History of Psychopathology

Cards (15)

  • Trephination- cutting holes to the skull in the
    belief that evil spirits may come out.
  • Hydrotherapy– patients were shocked back to
    their sense by being submerged in ice-cold water.
  • The Persecution of Witches- Many of the people accused
    of being witches during the later Middle Ages were
    mentally ill
  • Lunacy Trials (Swiss physician Paracelsus attributed
    odd behavior to a misalignment of the moon and
    stars to the term lunacy.) - Beginning in the 13th
    century, lunacy trials were held in England.
  • Mass hysteria is characterized by large-scale outbreaks of bizarre behavior; effect of emotional contagion experience of an emotion spreads around us
  • In Europe, whole groups of people were simultaneously
    compelled to run out in the streets, dance, shout, rave and
    jump around in patterns as if they were at a particularly
    wild party late at night, (still called a rave), but without the
    music. The behavior was known by several names, including Saint Vitus’s Dance and tarantism
  • DEVELOPMENT OF ASYLUMS (15th Century)
    Leprosariums were converted to asylums, refugees for the
    confinement and care of people with mental illness.
  • Bethlehem and Other Early Asylums- The Priory of St.

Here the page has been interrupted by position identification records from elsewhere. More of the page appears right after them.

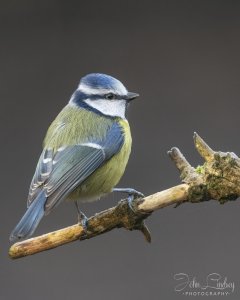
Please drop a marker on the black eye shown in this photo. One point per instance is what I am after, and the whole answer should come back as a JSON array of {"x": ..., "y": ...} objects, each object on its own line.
[{"x": 110, "y": 96}]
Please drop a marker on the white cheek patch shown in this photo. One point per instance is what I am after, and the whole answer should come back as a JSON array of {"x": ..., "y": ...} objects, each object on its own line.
[
  {"x": 114, "y": 108},
  {"x": 119, "y": 89}
]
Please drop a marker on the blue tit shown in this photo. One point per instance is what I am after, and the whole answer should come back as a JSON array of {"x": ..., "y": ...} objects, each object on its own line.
[{"x": 85, "y": 151}]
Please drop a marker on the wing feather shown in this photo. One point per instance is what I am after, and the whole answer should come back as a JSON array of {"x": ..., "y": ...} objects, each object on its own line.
[{"x": 59, "y": 173}]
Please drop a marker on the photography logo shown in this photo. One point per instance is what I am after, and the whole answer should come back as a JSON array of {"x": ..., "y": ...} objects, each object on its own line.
[{"x": 214, "y": 284}]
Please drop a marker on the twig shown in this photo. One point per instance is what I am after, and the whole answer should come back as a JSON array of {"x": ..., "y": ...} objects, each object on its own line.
[{"x": 218, "y": 178}]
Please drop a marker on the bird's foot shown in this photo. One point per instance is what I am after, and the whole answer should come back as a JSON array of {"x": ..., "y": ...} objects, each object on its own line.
[
  {"x": 132, "y": 194},
  {"x": 82, "y": 219}
]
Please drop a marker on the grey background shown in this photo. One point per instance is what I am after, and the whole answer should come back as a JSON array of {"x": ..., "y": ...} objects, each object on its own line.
[{"x": 183, "y": 58}]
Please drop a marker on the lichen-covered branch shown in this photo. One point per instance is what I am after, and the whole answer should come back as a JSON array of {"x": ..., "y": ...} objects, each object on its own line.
[{"x": 218, "y": 178}]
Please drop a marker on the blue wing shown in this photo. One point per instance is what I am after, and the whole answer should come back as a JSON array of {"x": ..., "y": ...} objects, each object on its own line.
[{"x": 59, "y": 173}]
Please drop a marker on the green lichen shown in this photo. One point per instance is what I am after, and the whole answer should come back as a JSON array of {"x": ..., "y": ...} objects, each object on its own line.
[{"x": 200, "y": 169}]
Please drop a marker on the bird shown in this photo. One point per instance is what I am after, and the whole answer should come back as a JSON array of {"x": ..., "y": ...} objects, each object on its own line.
[{"x": 85, "y": 152}]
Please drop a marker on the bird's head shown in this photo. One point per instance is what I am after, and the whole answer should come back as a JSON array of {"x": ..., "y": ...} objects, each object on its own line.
[{"x": 103, "y": 94}]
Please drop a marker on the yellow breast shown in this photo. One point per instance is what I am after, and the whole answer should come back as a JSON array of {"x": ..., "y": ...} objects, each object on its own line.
[{"x": 103, "y": 180}]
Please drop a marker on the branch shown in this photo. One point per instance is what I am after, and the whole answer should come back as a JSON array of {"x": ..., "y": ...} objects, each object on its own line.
[{"x": 218, "y": 178}]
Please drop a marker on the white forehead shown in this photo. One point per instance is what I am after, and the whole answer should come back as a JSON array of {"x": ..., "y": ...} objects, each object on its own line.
[{"x": 117, "y": 88}]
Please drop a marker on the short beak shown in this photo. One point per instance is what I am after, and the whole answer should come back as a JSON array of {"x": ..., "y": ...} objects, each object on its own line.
[{"x": 130, "y": 96}]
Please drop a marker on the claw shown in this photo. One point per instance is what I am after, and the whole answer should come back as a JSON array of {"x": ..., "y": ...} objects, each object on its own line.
[{"x": 132, "y": 194}]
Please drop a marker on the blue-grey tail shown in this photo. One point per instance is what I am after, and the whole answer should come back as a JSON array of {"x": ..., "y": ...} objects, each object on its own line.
[{"x": 30, "y": 220}]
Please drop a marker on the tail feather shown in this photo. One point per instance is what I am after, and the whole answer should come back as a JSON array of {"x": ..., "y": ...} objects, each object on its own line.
[{"x": 30, "y": 220}]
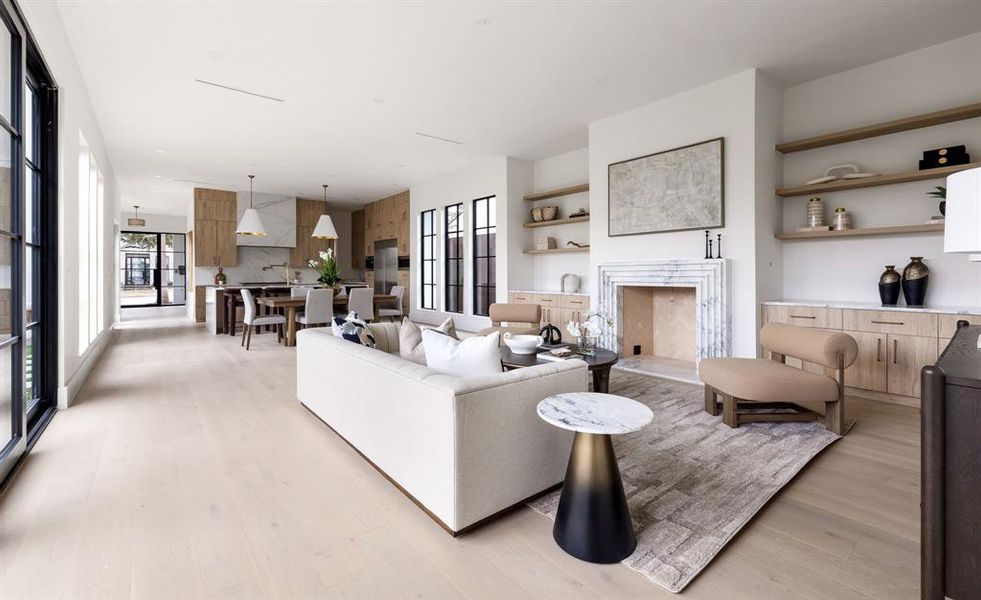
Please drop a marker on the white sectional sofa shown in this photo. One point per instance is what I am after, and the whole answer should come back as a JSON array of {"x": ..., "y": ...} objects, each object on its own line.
[{"x": 464, "y": 449}]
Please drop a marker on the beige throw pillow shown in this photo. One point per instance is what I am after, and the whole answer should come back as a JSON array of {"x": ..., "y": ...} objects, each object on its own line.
[{"x": 410, "y": 339}]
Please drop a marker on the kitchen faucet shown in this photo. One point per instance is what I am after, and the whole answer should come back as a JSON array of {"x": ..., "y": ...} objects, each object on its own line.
[{"x": 286, "y": 270}]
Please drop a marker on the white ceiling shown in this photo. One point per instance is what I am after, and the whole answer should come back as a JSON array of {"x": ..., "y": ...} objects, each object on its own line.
[{"x": 360, "y": 79}]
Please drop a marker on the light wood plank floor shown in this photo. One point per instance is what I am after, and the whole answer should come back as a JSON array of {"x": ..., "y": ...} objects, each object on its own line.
[{"x": 187, "y": 469}]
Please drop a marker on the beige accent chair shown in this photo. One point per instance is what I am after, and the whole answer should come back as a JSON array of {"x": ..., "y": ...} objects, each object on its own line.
[
  {"x": 521, "y": 319},
  {"x": 758, "y": 389}
]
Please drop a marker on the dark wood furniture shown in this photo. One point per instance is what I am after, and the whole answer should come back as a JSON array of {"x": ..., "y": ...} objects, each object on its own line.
[
  {"x": 950, "y": 518},
  {"x": 599, "y": 365}
]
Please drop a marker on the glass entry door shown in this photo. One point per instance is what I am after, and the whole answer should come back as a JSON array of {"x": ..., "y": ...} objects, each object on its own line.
[{"x": 154, "y": 269}]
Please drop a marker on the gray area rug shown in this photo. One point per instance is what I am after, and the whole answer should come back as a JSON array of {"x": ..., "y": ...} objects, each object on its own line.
[{"x": 691, "y": 482}]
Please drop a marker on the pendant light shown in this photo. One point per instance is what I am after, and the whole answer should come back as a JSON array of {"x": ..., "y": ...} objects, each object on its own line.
[
  {"x": 251, "y": 224},
  {"x": 325, "y": 226},
  {"x": 135, "y": 220}
]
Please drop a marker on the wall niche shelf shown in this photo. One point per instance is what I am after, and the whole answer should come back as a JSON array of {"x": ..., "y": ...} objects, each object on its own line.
[
  {"x": 566, "y": 221},
  {"x": 576, "y": 189},
  {"x": 867, "y": 231},
  {"x": 569, "y": 250},
  {"x": 930, "y": 119},
  {"x": 854, "y": 184}
]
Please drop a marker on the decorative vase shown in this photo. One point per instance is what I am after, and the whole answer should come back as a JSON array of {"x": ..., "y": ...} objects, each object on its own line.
[
  {"x": 889, "y": 286},
  {"x": 815, "y": 212},
  {"x": 841, "y": 220},
  {"x": 916, "y": 278}
]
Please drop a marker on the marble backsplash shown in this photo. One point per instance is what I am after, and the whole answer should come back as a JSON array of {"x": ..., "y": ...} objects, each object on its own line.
[{"x": 278, "y": 214}]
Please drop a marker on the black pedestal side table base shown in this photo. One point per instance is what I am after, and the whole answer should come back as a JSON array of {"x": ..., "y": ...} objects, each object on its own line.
[{"x": 593, "y": 521}]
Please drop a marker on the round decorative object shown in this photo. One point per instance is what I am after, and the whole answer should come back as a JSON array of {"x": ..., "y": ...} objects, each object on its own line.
[
  {"x": 815, "y": 212},
  {"x": 841, "y": 220},
  {"x": 916, "y": 279},
  {"x": 889, "y": 286}
]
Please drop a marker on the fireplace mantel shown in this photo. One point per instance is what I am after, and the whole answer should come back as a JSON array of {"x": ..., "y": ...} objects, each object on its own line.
[{"x": 709, "y": 277}]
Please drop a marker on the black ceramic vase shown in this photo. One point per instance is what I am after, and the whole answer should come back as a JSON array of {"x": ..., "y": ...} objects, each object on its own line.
[
  {"x": 889, "y": 286},
  {"x": 916, "y": 278}
]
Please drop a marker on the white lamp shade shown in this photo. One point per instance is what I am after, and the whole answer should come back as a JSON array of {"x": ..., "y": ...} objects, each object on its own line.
[
  {"x": 962, "y": 223},
  {"x": 324, "y": 229},
  {"x": 251, "y": 224}
]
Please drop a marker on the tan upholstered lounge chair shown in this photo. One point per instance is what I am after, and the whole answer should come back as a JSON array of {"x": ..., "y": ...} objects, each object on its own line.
[
  {"x": 520, "y": 319},
  {"x": 760, "y": 389}
]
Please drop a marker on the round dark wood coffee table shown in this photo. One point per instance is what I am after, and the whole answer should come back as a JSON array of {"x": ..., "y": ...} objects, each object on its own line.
[{"x": 599, "y": 365}]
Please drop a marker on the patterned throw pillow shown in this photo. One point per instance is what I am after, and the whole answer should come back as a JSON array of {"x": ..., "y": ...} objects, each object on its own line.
[{"x": 353, "y": 329}]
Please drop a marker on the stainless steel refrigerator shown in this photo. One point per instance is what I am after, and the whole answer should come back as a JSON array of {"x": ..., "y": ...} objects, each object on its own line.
[{"x": 386, "y": 265}]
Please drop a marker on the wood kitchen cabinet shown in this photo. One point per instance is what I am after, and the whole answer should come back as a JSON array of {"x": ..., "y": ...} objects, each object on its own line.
[
  {"x": 215, "y": 213},
  {"x": 907, "y": 355}
]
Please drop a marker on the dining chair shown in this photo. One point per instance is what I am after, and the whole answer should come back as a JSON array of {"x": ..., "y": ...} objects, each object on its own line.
[
  {"x": 252, "y": 321},
  {"x": 394, "y": 313},
  {"x": 319, "y": 308},
  {"x": 362, "y": 301}
]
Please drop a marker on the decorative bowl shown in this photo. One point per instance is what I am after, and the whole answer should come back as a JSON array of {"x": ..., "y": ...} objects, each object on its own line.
[{"x": 522, "y": 344}]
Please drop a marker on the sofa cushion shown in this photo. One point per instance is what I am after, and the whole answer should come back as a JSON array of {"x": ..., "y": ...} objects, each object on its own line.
[
  {"x": 410, "y": 339},
  {"x": 352, "y": 329},
  {"x": 763, "y": 380},
  {"x": 472, "y": 357}
]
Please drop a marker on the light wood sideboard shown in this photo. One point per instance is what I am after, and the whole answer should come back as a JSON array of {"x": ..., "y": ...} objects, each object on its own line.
[{"x": 894, "y": 343}]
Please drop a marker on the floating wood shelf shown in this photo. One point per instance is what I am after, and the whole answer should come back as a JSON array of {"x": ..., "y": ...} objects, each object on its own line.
[
  {"x": 568, "y": 250},
  {"x": 893, "y": 230},
  {"x": 895, "y": 126},
  {"x": 576, "y": 189},
  {"x": 854, "y": 184},
  {"x": 558, "y": 222}
]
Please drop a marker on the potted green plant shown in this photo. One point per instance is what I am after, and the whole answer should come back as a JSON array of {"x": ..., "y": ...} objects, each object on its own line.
[{"x": 326, "y": 267}]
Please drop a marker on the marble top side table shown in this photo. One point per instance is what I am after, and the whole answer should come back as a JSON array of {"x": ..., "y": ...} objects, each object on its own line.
[{"x": 593, "y": 522}]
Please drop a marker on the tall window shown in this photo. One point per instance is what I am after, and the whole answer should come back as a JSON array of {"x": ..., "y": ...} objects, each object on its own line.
[
  {"x": 28, "y": 240},
  {"x": 427, "y": 247},
  {"x": 453, "y": 257},
  {"x": 91, "y": 238},
  {"x": 484, "y": 254}
]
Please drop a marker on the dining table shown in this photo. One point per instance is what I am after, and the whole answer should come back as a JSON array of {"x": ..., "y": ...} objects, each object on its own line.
[{"x": 290, "y": 306}]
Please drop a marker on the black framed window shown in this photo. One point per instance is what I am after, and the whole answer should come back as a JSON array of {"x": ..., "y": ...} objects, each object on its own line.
[
  {"x": 28, "y": 240},
  {"x": 453, "y": 257},
  {"x": 484, "y": 254},
  {"x": 427, "y": 250}
]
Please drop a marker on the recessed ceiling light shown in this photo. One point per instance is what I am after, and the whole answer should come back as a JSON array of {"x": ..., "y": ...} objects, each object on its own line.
[{"x": 436, "y": 137}]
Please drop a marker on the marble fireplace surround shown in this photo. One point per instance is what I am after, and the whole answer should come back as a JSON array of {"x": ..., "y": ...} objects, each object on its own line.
[{"x": 709, "y": 277}]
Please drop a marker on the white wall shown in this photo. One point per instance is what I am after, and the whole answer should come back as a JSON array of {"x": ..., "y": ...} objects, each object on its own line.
[
  {"x": 156, "y": 223},
  {"x": 564, "y": 170},
  {"x": 725, "y": 108},
  {"x": 74, "y": 115},
  {"x": 934, "y": 78},
  {"x": 507, "y": 178}
]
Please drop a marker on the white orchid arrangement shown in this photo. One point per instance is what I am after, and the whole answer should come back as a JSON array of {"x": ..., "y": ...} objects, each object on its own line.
[
  {"x": 326, "y": 266},
  {"x": 591, "y": 326}
]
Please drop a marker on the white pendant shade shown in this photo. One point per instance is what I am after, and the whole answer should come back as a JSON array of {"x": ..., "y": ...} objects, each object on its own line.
[
  {"x": 962, "y": 225},
  {"x": 251, "y": 224},
  {"x": 325, "y": 229}
]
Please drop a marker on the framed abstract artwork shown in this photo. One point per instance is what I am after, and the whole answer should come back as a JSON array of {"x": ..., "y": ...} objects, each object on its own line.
[{"x": 675, "y": 190}]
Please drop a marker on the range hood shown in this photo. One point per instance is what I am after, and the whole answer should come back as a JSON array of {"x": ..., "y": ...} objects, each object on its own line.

    Mary of Bethlehem, one of the first mental institutions,
    was founded in 1243. It housed six men with mental
    illness.
  • In 1547, it was handed over by Henry VIII to the
    City of London. Over the years, this hospital, the word
    bedlam, came to mean a place of confusion or wild uproar. Eventually it became one of London’s great tourist
    attractions.
  • Biological Model - Mental disorders had physical causes
  • Hippocrates Corpus (450-350 BC)suggested psychological disorders could be treated like any other diseases; saw the brain as the seat of intelligence, consciousness & emotion.
  • Benjamin Rush who was considered the Father of
    American Psychiatry, for instance, believed that
    mental disorder was caused by an excess of blood in
    the brain, for which his favored treatment was to
    draw great quantities of blood from disordered
    individuals.
  • Early Foundations: Emil Kraepelin Pioneered classification of mental illness based on biological causes
  • Emil Kraepelin - published 1st psychiatry text (1883)
  • In the late 1920’s & 1930’s, dementia praecox started making its exit, replaced by Eugen Bleuler’s “schizophrenia.”